History
The first reported preparation was in 1857 by Henri Etienne Sainte-Claire Deville and Friedrich Wöhler. In their method, silicon was heated in a crucible placed inside another crucible packed with carbon to reduce permeation of oxygen to the inner crucible. They reported a product they termed silicon nitride but without specifying its chemical composition. Paul Schuetzenberger first reported a product with the composition of the tetranitride, Si3N4, in 1879 that was obtained by heating silicon with brasque (a paste made by mixing charcoal, coal, or coke with clay which is then used to line crucibles) in a blast furnace. In 1910, Ludwig Weiss and Theodor Engelhardt heated silicon under pure nitrogen to produce Si3N4. E. Friederich and L. Sittig made Si3N4 in 1925 via carbothermal reduction under nitrogen, that is, by heating silica, carbon, and nitrogen at 1250–1300 °C.
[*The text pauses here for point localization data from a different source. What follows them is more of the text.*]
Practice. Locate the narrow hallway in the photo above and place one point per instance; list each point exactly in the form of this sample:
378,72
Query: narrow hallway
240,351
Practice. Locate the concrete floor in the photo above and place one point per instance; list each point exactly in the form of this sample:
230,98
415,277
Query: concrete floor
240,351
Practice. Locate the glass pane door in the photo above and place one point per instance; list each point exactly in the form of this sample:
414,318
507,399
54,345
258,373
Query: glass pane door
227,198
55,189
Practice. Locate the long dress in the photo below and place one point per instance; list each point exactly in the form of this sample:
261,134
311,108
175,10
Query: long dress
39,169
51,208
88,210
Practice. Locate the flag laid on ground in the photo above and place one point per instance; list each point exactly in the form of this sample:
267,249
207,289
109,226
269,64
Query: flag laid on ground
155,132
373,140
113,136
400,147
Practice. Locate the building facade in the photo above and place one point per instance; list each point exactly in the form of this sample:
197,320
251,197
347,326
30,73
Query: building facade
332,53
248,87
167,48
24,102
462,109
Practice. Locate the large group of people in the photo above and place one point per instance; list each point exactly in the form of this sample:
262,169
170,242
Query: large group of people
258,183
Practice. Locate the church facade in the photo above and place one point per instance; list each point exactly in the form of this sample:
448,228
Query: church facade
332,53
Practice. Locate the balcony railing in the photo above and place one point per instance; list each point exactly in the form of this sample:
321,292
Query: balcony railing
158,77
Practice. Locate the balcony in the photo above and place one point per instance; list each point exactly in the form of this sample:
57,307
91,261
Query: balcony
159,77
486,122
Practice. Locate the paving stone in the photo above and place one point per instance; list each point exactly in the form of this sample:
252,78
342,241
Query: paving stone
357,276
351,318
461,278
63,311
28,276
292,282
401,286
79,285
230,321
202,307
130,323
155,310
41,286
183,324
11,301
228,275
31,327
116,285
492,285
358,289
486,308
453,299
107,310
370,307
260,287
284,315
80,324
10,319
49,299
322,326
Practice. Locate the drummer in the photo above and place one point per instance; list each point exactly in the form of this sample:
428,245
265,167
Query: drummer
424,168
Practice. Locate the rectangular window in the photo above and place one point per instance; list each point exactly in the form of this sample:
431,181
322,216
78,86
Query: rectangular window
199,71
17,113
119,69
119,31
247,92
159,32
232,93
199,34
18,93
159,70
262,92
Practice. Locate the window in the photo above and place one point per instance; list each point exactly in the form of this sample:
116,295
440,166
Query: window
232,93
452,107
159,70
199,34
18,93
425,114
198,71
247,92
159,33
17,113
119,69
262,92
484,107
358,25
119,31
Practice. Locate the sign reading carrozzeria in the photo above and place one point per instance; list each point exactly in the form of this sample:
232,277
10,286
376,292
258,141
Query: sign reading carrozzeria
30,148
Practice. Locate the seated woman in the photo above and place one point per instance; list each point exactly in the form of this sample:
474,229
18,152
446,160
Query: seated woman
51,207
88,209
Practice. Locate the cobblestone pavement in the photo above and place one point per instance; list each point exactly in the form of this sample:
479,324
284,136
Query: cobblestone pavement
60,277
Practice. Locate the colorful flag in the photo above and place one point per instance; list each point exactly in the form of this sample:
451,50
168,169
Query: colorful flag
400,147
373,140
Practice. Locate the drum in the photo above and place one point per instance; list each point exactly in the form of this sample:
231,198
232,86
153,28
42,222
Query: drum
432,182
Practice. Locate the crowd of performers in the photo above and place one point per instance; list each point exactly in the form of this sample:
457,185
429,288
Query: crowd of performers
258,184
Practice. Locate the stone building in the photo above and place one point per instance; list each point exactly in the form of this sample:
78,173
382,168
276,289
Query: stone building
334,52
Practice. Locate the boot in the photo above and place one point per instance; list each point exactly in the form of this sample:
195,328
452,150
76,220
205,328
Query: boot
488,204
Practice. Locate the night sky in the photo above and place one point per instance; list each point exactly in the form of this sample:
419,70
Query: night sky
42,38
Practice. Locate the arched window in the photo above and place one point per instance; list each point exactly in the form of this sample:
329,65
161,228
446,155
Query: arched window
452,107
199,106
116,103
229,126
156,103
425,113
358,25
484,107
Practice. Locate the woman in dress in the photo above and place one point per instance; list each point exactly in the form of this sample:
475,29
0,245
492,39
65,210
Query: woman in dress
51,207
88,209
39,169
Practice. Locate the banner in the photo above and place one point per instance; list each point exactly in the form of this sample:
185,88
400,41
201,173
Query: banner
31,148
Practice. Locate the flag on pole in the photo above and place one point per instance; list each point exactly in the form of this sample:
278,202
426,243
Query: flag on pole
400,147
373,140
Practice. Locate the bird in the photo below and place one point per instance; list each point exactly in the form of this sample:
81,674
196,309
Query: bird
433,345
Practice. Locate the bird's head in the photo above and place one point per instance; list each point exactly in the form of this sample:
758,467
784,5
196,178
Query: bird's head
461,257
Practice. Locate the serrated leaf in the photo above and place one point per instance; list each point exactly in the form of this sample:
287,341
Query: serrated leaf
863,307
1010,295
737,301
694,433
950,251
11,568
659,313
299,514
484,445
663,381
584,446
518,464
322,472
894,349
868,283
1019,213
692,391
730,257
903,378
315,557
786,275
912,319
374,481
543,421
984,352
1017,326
Silicon nitride remained merely a chemical curiosity for decades before it was used in commercial applications. From 1948 to 1952, the Carborundum Company, Niagara Falls, New York, applied for several patents on the manufacture and application of silicon nitride. By 1958 Haynes (Union Carbide) silicon nitride was in commercial production for thermocouple tubes, rocket nozzles, and boats and crucibles for melting metals. British work on silicon nitride, started in 1953, was aimed at high-temperature parts of gas turbines and resulted in the development of reaction-bonded silicon nitride and hot-pressed silicon nitride. In 1971, the Advanced Research Project Agency of the US Department of Defense placed a US$17 million contract with Ford and Westinghouse for two ceramic gas turbines.
Even though the properties of silicon nitride were well known, its natural occurrence was discovered only in the 1990s, as tiny inclusions (about 2×0.5 microns in size) in meteorites. The mineral was named nierite after a pioneer of mass spectrometry, Alfred O. C. Nier. This mineral might have been detected earlier, again exclusively in meteorites, by Soviet geologists.